Detection of chemotherapy resistance in canine mammary tumors using flow cytometry
Mészáros Anna - year 6
University of Veterinary Medicine Budapest, Department of Clinical Pathophysiology and Oncology
Supervisors: Dr. Péter Vajdovich, Edina Karai

Abstract:

Mammary gland tumors are one of the most common malignancies in dogs. First line treatment is usually surgical excision; however, chemotherapy might be also needed. The efficacy of chemotherapeutic agents is often influenced by the emergence of multidrug resistance (MDR) commonly caused by P-glycoprotein (Pgp), a member of the ATP-binding cassette transporter family. The detection of the pump activities in the cellular membranes can be measured by functional tests.

The aim of our study was to determine whether flow cytometry can be used for screening chemotherapy resistance in canine mammary gland tumors, and the results can have prognostic value or not.

Pgp activity was investigated in samples of 35 dogs with mammary tumors by calcein assay. This method uses a fluorescent dye (Calcein-AM) to measure Pgp activity by flow cytometer. Multidrug resistance activity factor (MAF) was derived from the difference of calcein-positive and calcein-negative cells. Control samples originating from the intact mammary tissue of the same animal were compared with the tumorous lesions. Other characteristics (e.g. age, body weight, etc) were also considered in the two groups.

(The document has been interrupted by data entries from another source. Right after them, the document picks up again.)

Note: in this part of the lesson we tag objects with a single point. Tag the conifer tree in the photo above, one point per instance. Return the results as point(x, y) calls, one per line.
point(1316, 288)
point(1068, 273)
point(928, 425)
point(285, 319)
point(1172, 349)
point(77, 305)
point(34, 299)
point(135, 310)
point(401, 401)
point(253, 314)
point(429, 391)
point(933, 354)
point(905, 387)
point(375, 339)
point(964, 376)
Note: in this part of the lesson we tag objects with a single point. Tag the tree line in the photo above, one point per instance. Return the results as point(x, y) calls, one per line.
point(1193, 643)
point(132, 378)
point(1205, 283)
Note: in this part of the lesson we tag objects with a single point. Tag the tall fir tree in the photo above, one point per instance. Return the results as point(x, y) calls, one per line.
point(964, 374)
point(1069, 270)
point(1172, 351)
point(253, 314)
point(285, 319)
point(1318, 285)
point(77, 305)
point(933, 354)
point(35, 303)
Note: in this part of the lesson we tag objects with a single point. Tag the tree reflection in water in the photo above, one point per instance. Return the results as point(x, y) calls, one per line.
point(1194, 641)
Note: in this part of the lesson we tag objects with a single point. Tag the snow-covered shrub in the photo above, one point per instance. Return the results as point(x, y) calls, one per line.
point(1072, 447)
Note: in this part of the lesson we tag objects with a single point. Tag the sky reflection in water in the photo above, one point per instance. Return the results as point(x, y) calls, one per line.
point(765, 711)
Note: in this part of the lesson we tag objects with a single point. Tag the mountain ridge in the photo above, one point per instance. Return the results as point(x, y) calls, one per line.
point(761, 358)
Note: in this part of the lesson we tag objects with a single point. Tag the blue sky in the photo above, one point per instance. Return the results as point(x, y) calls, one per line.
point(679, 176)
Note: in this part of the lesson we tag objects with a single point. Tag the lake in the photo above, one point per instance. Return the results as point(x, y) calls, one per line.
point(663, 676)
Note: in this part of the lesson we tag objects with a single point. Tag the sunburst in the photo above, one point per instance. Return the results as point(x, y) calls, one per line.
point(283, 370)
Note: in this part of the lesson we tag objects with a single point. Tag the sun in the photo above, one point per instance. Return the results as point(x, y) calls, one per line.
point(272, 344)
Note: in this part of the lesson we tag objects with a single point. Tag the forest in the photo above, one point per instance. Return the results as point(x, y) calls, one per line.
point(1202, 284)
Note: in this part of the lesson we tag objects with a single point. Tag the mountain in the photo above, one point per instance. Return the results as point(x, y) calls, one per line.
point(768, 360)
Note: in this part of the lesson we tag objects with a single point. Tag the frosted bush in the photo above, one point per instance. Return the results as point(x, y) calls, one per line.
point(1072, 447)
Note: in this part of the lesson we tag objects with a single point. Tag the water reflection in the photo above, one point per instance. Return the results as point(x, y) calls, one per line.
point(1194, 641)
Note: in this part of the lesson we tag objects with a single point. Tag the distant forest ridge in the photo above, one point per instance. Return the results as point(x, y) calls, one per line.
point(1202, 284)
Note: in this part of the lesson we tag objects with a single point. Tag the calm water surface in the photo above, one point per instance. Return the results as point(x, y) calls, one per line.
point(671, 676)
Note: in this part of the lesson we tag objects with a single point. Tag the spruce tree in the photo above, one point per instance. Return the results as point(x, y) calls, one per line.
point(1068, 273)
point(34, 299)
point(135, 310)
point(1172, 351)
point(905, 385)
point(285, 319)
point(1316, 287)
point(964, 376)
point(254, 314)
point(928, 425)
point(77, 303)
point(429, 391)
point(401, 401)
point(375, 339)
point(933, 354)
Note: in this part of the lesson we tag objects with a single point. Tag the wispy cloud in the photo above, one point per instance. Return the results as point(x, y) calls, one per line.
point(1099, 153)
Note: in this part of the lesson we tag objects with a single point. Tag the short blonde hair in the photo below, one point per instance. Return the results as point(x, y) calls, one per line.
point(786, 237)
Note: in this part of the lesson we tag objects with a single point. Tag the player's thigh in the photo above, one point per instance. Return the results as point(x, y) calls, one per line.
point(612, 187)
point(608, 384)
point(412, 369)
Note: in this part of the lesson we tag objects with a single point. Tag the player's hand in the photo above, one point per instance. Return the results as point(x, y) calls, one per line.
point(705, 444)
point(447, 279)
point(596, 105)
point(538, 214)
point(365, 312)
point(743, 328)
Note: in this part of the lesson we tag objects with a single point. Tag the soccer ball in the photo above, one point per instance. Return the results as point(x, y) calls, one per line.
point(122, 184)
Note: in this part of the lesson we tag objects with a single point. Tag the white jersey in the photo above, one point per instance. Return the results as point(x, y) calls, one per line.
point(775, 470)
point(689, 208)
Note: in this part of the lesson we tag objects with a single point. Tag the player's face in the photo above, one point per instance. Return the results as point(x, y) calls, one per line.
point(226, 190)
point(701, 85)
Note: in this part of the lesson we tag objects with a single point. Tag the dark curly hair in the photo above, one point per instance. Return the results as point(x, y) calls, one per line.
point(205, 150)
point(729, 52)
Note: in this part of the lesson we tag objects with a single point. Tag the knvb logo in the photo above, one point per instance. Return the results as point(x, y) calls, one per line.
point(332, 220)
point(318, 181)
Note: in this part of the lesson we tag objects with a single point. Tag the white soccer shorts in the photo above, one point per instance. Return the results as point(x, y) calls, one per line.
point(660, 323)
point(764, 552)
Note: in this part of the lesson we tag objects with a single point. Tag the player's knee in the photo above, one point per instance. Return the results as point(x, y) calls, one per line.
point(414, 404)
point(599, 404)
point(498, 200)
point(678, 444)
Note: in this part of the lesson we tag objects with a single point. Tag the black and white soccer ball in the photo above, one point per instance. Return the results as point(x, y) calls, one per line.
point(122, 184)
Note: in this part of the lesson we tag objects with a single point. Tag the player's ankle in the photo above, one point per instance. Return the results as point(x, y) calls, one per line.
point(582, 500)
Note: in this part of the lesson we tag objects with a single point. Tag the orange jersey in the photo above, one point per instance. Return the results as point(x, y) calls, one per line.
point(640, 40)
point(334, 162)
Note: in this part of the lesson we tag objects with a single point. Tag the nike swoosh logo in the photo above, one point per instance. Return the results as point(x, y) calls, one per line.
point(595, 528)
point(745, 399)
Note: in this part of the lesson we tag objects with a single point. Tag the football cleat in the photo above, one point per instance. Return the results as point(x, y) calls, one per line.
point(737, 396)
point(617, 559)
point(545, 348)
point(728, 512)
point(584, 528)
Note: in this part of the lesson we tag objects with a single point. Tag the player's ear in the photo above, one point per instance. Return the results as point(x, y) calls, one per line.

MAF value was found to be significantly higher in mammary tumor cells in comparison with control samples (p=0,0022). The proportion of calcein-positive cells (without efflux pump) was typically higher (median 95.5%) in healthy tissue than in tumor cells (median 81.5%), and the percentage of calcein-negative cells (with efflux pumps) was much lower in control samples compared to tumor samples (median 28.35% vs. 47%, p = 0.0381). Studying benign and malignant groups according to the tumor, significantly lower average age (9 years, p = 0.0397), smaller tumor size (1.75 cm, p= 0.0261) and lower stage (mean 1, p = 0.0008) was found in the first group in contrast to data of patients with malignancies (mean age 11 years, tumor size 2.9 cm, stage 3).

Based on our results significant differences were found between the healthy control samples and the tumour samples using the fluorescence-based technique. Regarding MAF as a prognostic factor, however, further investigation is needed.